Most people (at least the ones I know) head off some where for Spring Break. This can be as simple as a trip to the parents or going to Disney World. This Spring Break, while the family was busy dealing with colds (myself included), I tested the Solidoodle we are currently using for our new STEAM art curriculum. As I posted previously, I have been melting up a storm (Alice Keeler). As many of you know, 3D printers are an up and coming technology in schools from elementary all the way to college level. About a few weeks before our Donors Choose closed for our STEAM Art room, I was working on a partnership with our local tech club to secure the use of a 3D printer until the end of the school year. This worked out perfectly as they had not used their three Solidoodle Pro 2s since unboxing them earlier last year.
After a few test and trials and spectacular FAILS, I got the hang of using the 3d Printer. So, what are the pros and cons with using this in the classroom?
- They are very simple to use. Even though I had previous experience using Perler Beads and Makerbot 2s, using the Solidoodle was relatively simple. It was an easy plug in, heat the tray, add in some glue stick or hairspray to make sure the prints stick to the tray while printing and depending on the file, I had some awesome creations. It was just checking in on the prints from time to time to make sure nothing was happening.

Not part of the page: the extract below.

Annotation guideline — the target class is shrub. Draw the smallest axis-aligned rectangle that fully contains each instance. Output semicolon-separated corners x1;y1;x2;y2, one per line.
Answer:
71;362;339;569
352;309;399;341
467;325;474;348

- For learning, a 3D printer goes with any school with a one to one program from iPads to chromebooks. The Solidoodle or other related 3D printers are pretty universal. Students can create their prints on any device and easily transfer them to the printer. Depending on the size and shape, you should see the looks on students and teachers’ faces when they see their creation in their hands. This is a great way to scaffold or build using either coding or design. It uses all the letters of STEAM, especially art.
- They are pretty inexpensive, you can buy a simple Flashforge for less than $600 and a top brand like Ultimaker or Makerbot for less than $1,500 and that is with filament. Many think that the filament is going to run out fast if there are multiple prints. That is not true, I built multiple and large prints in a few hours and the filament was barely used more than one complete rotation of the spool. While I don’t recommend creating large prints all the time (more on that later). You aren’t going to run out of filament like you are going to with a toner cartridge from making too many color or black and white prints.
- There is an entire network out there! From Maker Club to Thingiverse, there tons of websites for students to get started using templates to get started before students and teachers can move on to programs like Tinkercad or 123D Design. The sky is the limit for innovation and creation.
- Time: The biggest con I have found with using a Solidoodle or 3D printer is time. The average time for a student created 3D print can from from 2-3 hours. So, if you have a class size of 25. Just do the math and you can see how many prints can be done in a normal school day or even class. I also found with the Solidoodle 2 Pro, is keeping an eye on it just to make sure the prints are getting built correctly and aren’t have any tangles or over heating. Which brings up my next con.
- When you get a tangle, they can really mess up prints. The Solidoodle 4 (current model) have solved a lot of tangle problems since the 2 by feeding it better. However, I have witnessed first hand filament getting caught or stuck and then breaking off and messing up prints. I have found giving a little extra slack to the spools 95% of the time keeps this from happening, but it can still happen for the strangest reasons (like a ladybug deciding to look at the extruder). While the Solidoodle has corrected a lot of these feed problems in the current models. Keep an eye out for it even if you are using a Polar or Ultramaker, because it will happen.
- Tray attachment. Doesn’t matter if you use a simple glue stick or hairspray, sometimes the heated tray will not stick correctly to prints on the first try, even if the filament is coming out of the extruder no problem. If you do run into an attachment problem. Kill your job, double check to make sure the tray is sticky or hot enough and then start the job again. You will know right away if its not attaching and I see this as the number 2 problem with 3D printers, but they don’t happen often.
- Not enough play. I was fortunate enough to play with the 3D printer over break, but a lot of classrooms don’t do this outside the teacher. I highly recommend having students do at least 3 keychain or token prints before they start working on more complex and larger designs. Sometimes classrooms do a regular lesson or assignment and its time to move on to the next printing experience. Students either get bored since there is no experimenting or they have to move on before they really get a chance to cut loose with the prints. While you can build and scaffold with a 3D printer due to time, don’t limit students to just follow the text book, let them play.I’ll have more in the days ahead, but if you are thinking of getting a 3D printer or just getting started, these are tips to look at.